Independent component analysis (ICA) has been used to identify and remove confounding factors in fMRI data. While spatial ICA (sICA) is more typical for fMRI, temporal ICA (tICA) can better distinguish between temporally independent but spatially overlapping components compared to sICA. We investigate if tICA and sICA perform differently in identifying different physiological components of the resting-state fMRI (rs-fMRI) signal. Our results show that noise sources with widespread effects across brain (e.g. PETCO2, FD, DVARS) are better identified by tICA. However, sICA performed significantly better than tICA in removing the effects of affine head motion parameters.

Introduction

Independent component analysis (ICA) has been used to identify and remove noise sources in fMRI data [1,2]. Spatial ICA (sICA) is more typical for fMRI [3], whereas temporal ICA (tICA) is more typical for high-temporal resolution data (e.g. EEG). Recent developments in multiband fMRI enables acquisitions at much higher temporal resolution, making tICA more feasible. While tICA and sICA largely generate similar results, they diverge if the components (ICs) are temporally or spatially dependent [4]. Intuitively, tICA can better distinguish between temporally independent but spatially overlapping components [4–6]. Since different physiological signals have overlapping regions of influence, we hypothesize that tICA and sICA perform differently in identifying different physiological components of the resting-state fMRI (rs-fMRI) signal.

Method

Data acquisition: 19 healthy subjects (age = 26.5 ± 6.5 years) were scanned using a Siemens TIM Trio 3T scanner. rs-fMRI scans were collected using SMS-EPI BOLD (TR/TE = 380/30 ms, FA = 40°, 20 5-mm slices, 64x64 matrix, 4x4x5 mm voxels, multiband factor = 3, 1,950 volumes). During each scan, end-tidal CO2 pressure (PETCO2) were monitored using a RespirActTM system (Thornhill Research, Toronto). Cardiac pulsation was recorded using the scanner pulse oximeter, whereas the respiratory signal was recorded using a BiopacTM system (Biopac Systems Inc. California).
Preprocessing: The rs-fMRI processing includes: motion correction, spatial smoothing (5mm FWHM), and high-pass filtering (> 0.01 Hz). For sICA, fast ICA [7] is used to divide fMRI data into 30 spatial components. For tICA the data dimension is first reduced to 100 components using spatial ICA and then tICA [7] is performed on the 100 time-series to generate 30 temporal components.
Physiological denoising: Cardiac-rate variation (CRV) is calculated as the average heart rate over a 4 second moving window [8]. Respiratory-volume variability (RVT) is defined as the ratio of breathing depth to breathing period [8,9]. PETCO2 is calculated by finding the peak CO2 in each breathing cycle [10]. Subject-specific response functions for PETCO2, RVT, and CRV are obtained from the whole-brain global signal [10,11] and each signal is convolved with its corresponding response function.
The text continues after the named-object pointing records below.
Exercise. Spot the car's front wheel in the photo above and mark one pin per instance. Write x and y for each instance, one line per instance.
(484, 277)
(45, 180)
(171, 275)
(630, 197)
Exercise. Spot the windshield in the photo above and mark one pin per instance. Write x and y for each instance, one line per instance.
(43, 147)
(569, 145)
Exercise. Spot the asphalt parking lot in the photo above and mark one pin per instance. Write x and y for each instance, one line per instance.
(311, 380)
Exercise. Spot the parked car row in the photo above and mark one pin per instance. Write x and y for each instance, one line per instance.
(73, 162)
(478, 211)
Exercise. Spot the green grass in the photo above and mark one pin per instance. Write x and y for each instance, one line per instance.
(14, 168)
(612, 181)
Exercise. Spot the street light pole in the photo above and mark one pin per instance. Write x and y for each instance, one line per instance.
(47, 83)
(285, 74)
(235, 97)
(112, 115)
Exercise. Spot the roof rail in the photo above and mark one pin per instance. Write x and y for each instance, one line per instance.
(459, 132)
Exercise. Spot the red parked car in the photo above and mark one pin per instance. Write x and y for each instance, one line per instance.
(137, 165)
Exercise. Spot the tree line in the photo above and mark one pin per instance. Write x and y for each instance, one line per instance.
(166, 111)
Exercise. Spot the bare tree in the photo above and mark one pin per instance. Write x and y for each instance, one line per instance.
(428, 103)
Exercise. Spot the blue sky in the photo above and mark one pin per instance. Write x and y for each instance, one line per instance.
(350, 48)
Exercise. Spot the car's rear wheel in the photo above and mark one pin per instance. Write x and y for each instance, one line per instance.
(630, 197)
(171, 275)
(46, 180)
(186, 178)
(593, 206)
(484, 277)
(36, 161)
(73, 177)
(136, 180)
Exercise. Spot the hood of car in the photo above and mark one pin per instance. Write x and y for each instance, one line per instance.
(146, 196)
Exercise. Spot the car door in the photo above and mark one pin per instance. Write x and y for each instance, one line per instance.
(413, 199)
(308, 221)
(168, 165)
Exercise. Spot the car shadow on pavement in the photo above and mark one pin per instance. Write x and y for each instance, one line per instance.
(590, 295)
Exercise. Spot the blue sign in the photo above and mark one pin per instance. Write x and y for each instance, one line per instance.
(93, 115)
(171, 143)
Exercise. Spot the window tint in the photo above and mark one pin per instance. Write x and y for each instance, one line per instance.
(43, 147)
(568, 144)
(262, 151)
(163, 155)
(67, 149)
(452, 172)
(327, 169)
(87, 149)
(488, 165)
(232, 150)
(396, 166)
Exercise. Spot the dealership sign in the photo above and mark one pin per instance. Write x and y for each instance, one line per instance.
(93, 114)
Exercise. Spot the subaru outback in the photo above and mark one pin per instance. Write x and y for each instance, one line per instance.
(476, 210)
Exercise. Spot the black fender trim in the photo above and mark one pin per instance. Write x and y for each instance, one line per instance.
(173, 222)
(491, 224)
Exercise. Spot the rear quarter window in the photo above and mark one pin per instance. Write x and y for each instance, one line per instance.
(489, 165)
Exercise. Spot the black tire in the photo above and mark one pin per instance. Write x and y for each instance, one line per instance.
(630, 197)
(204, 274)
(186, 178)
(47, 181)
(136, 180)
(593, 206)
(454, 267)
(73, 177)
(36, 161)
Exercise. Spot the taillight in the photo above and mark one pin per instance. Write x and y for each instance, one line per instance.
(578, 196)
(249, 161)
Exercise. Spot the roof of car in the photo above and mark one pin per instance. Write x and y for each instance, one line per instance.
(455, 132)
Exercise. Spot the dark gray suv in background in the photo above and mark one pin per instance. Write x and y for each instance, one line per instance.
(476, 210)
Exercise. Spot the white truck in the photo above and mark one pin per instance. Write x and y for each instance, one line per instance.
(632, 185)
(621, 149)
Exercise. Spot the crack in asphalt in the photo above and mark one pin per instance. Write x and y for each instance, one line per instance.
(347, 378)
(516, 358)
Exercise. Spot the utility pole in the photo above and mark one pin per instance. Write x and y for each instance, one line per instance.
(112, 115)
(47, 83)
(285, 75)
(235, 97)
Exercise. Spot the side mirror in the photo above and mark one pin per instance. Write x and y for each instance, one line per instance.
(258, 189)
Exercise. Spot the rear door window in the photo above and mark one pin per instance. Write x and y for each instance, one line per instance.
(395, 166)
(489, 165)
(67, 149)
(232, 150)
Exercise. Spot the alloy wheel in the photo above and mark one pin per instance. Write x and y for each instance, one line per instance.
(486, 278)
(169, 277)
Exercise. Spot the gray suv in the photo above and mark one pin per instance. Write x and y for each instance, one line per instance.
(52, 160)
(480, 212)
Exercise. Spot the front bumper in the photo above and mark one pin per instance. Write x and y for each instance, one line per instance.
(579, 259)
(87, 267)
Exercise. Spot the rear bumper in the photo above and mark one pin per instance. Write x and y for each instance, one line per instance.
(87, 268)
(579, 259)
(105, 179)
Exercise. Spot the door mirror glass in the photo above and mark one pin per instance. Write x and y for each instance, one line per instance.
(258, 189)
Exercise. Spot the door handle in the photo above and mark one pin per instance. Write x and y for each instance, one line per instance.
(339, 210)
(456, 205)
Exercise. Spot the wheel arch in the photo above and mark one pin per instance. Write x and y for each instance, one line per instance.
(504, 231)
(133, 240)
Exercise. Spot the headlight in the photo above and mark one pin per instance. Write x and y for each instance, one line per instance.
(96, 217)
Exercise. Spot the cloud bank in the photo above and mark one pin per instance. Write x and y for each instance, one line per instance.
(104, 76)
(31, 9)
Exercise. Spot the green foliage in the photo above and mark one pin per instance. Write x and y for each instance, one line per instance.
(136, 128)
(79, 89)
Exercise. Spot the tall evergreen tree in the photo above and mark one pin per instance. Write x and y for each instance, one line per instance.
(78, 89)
Six affine head motion parameters were generated using FSL’s MCFLIRT [12], as well as framewise displacement (FD). DVARS and SVAR are signal-variability parameters estimated using a MATLAB script provided by [13].
Step 1: Artifact identification. Correlation between each physiological signal and the time course of each of the 30 ICs is calculated. Noise-related ICs are defined as those that are significantly correlated with the physiological signals (p < 0.05 corrected for multiple comparisons). The null distribution is generated by calculating the correlation between a specific component and 5000 permutations of the physiological signals (same power spectrum but with shuffled phase). The ideal ICA denoisning should a) confine artifacts to the fewest ICs, and b) produce noise-related ICs that are well accounted for by the physiological signals (high R2), which should in turn be minimally related to the noise-non-related components (low R2).
Step 2: Artifact correction. For sICA and tICA, noise-related and noise-non-related ICs are combined to reconstruct “artifact” and “cleaned” datasets. The “cleaned” dataset is further decomposed into 30 components using sICA. The effectiveness of artifact removal is evaluated by comparing the association between the physiological signal and the sICs generated from the original data (before artifact removal) and the sICs generated from “cleaned” data. If an artifact removal was successful, fewer ICs from “cleaned” data should exhibit high R2 with the physiological signals, and the R2 between the ICs and the physiological signals should be reduced.

Results

Artifact identification: tICA outperforms sICA in detecting PETCO2 signal as significantly fewer tICs are correlated with the PETCO2 compared to sICA, although the corresponding mean R2 is comparable between the two methods (Figure 1). However, the noise-non-related tICs have significantly lower PETCO2-driven R2 compared to their sICs. Significantly fewer tICs are related to CRV and RVT compared to sICs (Figure 1). Also, the noise-related tICs have lower correlation with CRV and RVT than the sICs. tICA outperforms sICA in separating FD, DVARS, and SVAR into fewer components (Figure 1). The number of ICs affected by the affine head motion time series signals is significantly lower in tICA compared to sICA. However, correlation between the motion signals and noise-related components is significantly lower in tICA (Figure 2).
Artifact removal: The performance of tICA and sICA in PETCO2 removal is comparable (Figure 3). Both methods significantly reduced the number of ICs related to PETCO2 and significantly reduced the correlation between PETCO2 and sICs in the “cleaned” data. For CRV and RVT, both tICA and sICA reduced the number of noise-related components and average correlation between the ICs and the signals. For FD, DVARS and SVAR, the performances of tICA and sICA are comparable (Figure 3). For affine motion parameters sICA considerably reduced the number of related ICs (Figure 4).

Discussion

This study shows that noise sources with widespread effects across brain (e.g. PETCO2, FD, DVARS) are better identified by tICA. However, sICA performed significantly better than tICA in removing the effects of affine head motion parameters.

Acknowledgements

No acknowledgement found.

References

1- Salimi-Khorshidi G, Douaud G, Beckmann CF, Glasser MF, Griffanti L, Smith SM. Automatic denoising of functional MRI data: combining independent component analysis and hierarchical fusion of classifiers. Neuroimage. 2014;90: 449–468.2.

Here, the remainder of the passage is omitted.